ダイヤモンドバックス平野佳寿投手(34)が、日本人メジャー1年目のホールド記録で単独2位に躍り出た。エンゼルス戦で2点リードの7回に登板。ソロ本塁打を浴び2/3回を1失点も、今季28ホールド目を挙げた。夏の甲子園で準優勝した秋田・金足農の戦いぶりなどを見聞きし、高校球児に感銘を受けて原点回帰。勝利の方程式を全うし、リーグ優勝へ突き進む。

 高校球児のように、平野は全力で腕を振った。2点リードの7回、2番手でマウンドへ。6球で2死を奪った。代打マルテには制球を乱し、フルカウントから高めの直球を左翼へ運ばれた。「思い切って投げて打たれた。打たれたのは力負け」と悔しさを表現した。

 今季28ホールドを挙げても笑顔はなかったが、高校野球の話題になると表情が晴れた。秋田・金足農の快進撃には「なんか、すごいエースの子が投げてるところですね」と声のトーンを上げた。「昨日(決勝で)打たれたでしょう。それまでも、ニュースでは見てましたよ。全部投げていたっていうことで。すごい暑い中、大丈夫かなと思うくらい」。エース吉田の力投は遠くアメリカで腕を振る平野まで伝わっていた。

 原点は高校野球-。夏になると毎年、あの頃を思い出す。「球児のみんな、暑い中ですごいことをしているなと。そこは本当に僕も、力をもらえる。初心に帰るというか、そういう気持ちで野球をやるのが大切だなと」。京都・鳥羽高校でひたすら汗を流し、土台である下半身を作った。メジャーリーガーとなった今も「投げた翌日は長めに走る」ことがルーティン。本拠地アリゾナ州フェニックスは気温40度を超えるが「ドームだし、そんなに暑くないですよ。高校生の方がよっぽどすごい」と笑った。

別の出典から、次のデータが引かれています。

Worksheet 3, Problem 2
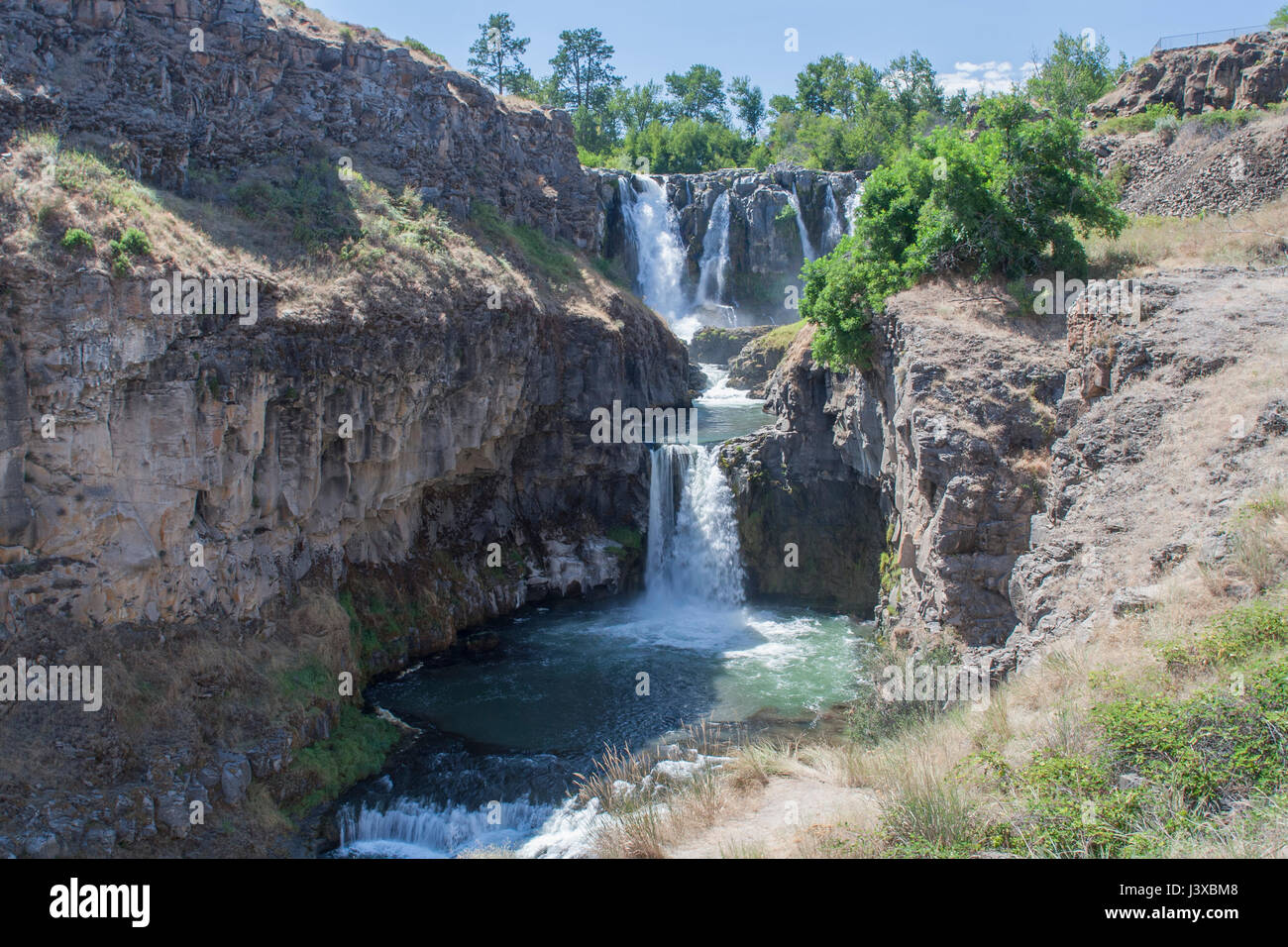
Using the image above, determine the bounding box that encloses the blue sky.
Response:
[309,0,1284,98]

 球児たちの戦いぶりにも感銘を受け、メジャー1年目のシーズンをまい進する。「チームが勝ったんで、良かった」。1試合を全力で勝ちにいく。高校の時から変わっていない。【斎藤庸裕】

 ◆日本人メジャー1年目のホールド数 04年に当時パドレスに在籍した大塚晶則氏の34ホールドが最多。レッドソックスで活躍した岡島秀樹氏が07年シーズンで27ホールドをマークしていたが、平野が今季28ホールドで単独2位に浮上した。

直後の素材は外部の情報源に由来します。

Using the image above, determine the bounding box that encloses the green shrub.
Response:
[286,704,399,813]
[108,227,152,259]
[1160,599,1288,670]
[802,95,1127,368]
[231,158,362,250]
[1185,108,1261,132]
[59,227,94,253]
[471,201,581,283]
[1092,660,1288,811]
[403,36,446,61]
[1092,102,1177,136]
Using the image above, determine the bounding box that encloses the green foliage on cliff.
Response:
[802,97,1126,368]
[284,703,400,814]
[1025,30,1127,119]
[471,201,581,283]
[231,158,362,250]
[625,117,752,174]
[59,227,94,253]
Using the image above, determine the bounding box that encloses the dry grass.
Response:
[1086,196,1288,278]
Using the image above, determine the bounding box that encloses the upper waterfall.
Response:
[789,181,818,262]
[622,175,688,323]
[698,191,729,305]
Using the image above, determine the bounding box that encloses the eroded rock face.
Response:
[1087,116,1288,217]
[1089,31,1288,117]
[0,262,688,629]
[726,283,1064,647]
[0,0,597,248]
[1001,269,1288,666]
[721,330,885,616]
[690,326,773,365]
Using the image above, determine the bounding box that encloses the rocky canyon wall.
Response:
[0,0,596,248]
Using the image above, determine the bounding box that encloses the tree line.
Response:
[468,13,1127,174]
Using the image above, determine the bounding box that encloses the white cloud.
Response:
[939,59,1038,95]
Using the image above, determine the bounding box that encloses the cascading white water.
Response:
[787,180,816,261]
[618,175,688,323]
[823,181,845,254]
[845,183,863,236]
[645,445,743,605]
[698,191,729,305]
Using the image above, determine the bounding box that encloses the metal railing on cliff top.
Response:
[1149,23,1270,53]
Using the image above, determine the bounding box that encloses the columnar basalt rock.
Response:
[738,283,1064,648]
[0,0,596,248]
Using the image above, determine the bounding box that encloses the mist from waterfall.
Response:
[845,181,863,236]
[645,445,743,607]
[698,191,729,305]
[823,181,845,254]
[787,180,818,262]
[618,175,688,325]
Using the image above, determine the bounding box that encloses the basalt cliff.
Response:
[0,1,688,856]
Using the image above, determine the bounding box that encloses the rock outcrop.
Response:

 ◆平野の甲子園 鳥羽時代の00年春の甲子園で、準決勝の東海大相模戦の3回途中から2番手で登板。3回1/3を投げて9失点(自責7)を喫し、試合も1-11で敗れ、決勝へは進めなかった。同年夏も鳥羽は甲子園に出場したが平野はメンバー入りせず。01年春はメンバーに入ったが、鳥羽は初戦の2回戦で敗れ、平野も登板機会はなかった。